Monday, 19 November 2007

Making Tendering Easier

This could easily be seen as a consultant having a whinge, so please consider yourself warned, but I think that there is a real issue underneath.

We have been asked to reregister as suppliers to a major public agency (a regional development agency). They have changed their processes for publishing tenders, and so have requested all existing suppliers to re-register. This we have done, even though there is no open tender suitable for us at the moment.

The reregistering of information was particularly onerous, including not only evidence of policies, accounts and insurances (all of which are available to us, if not exactly at hand) but also 5 referees. All 5 referees were then contacted to check on our credentials.

This is not unusal, though5 referees is more than the usual 3.

My question is whether this is appropriate or helpful. Certainly it showed that we had 2 more customers willing to vouch for us than usual, but does that really prove anything?

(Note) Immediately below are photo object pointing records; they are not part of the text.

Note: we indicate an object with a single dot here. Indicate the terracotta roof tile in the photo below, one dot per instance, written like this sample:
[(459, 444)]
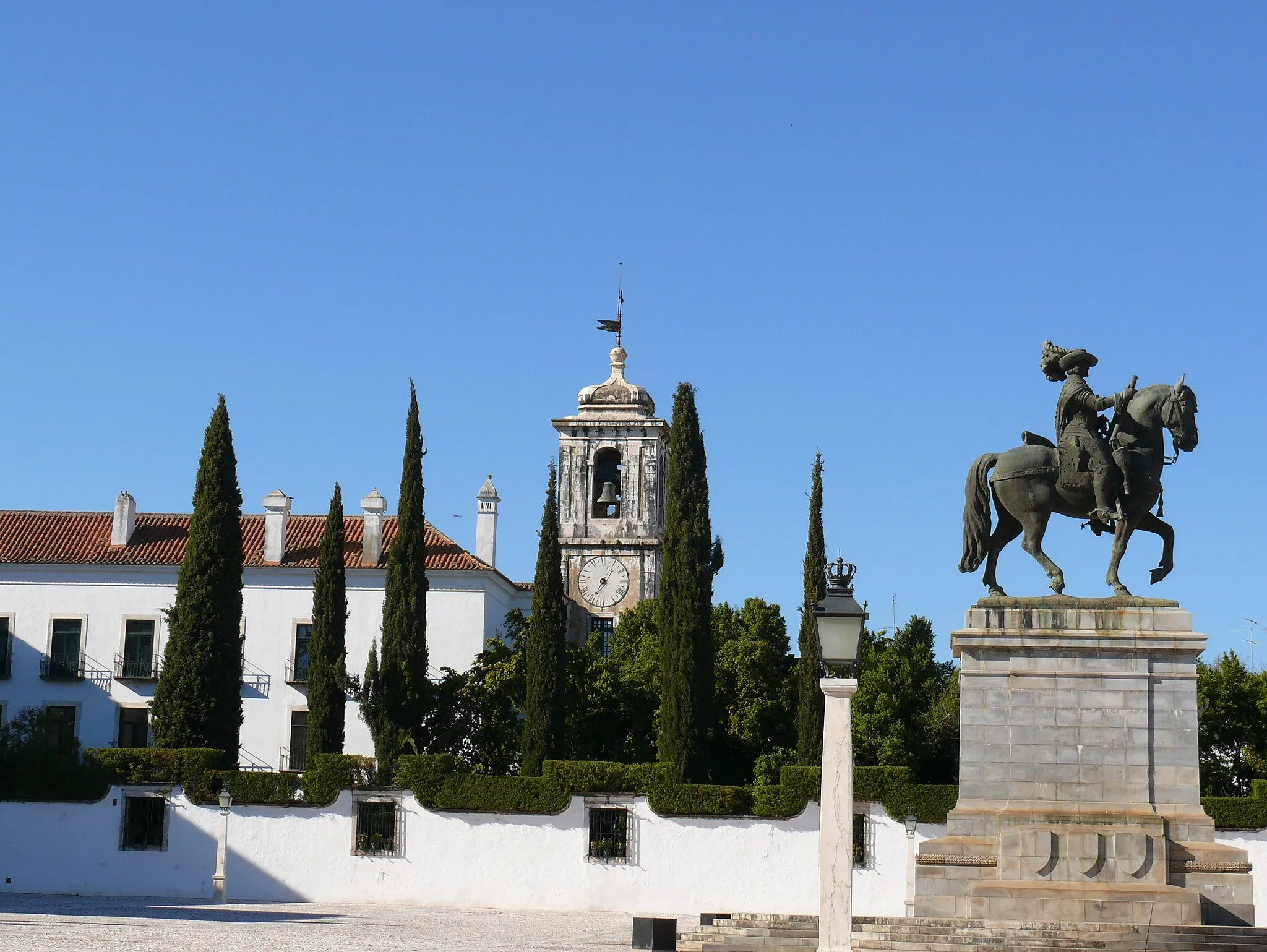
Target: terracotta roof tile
[(84, 539)]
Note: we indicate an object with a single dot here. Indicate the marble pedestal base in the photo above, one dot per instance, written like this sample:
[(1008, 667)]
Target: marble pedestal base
[(1078, 784)]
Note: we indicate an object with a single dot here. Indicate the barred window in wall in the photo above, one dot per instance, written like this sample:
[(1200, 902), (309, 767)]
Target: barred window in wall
[(862, 842), (378, 828), (606, 628), (609, 833), (134, 727), (144, 821)]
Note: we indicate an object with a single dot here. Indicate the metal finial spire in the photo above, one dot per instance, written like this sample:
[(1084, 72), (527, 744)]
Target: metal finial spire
[(615, 326)]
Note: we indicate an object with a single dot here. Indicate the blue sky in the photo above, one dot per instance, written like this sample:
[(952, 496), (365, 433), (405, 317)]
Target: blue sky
[(851, 226)]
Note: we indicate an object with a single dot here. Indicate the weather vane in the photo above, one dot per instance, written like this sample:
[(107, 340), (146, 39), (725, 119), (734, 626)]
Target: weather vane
[(615, 326)]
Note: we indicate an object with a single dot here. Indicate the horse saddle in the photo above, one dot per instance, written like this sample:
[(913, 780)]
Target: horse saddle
[(1071, 459)]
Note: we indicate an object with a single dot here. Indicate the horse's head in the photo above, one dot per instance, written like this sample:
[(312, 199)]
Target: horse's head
[(1179, 415)]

If we had a poor project we would not have used them as reference, so I don't think you get more confirmation of the quality of the supplier.

Also, as we have worked for this client many times in the past 5 years there is an evidence base within the organisation which is surely more accurate than the views of clients that I get to select as referees. Wouldn't it be better to look up performance on past contracts instead?

The 5 referees is of course an example of incidental bias against new start companies - somthing that goes against the small business concordiat.

My main point though is that this is all evidence that we have presented many times to the public sector - and will no doubt be required to present again next time we tender. This is not a value adding activity for any of the suppliers - or the client.

The One Form project in St. Helens is a pilot trying to address this by getting all the local suppliers to register just once at a central point, and for all of the public sector agencies to then use that information for tendering processes. This seems to me to be a sensible way forward, and I would like to think that this could be achieved for the whole of the UK public sector.

This does require a rather high level of co-operation between a wide range of agencies, but we can hope - can't we?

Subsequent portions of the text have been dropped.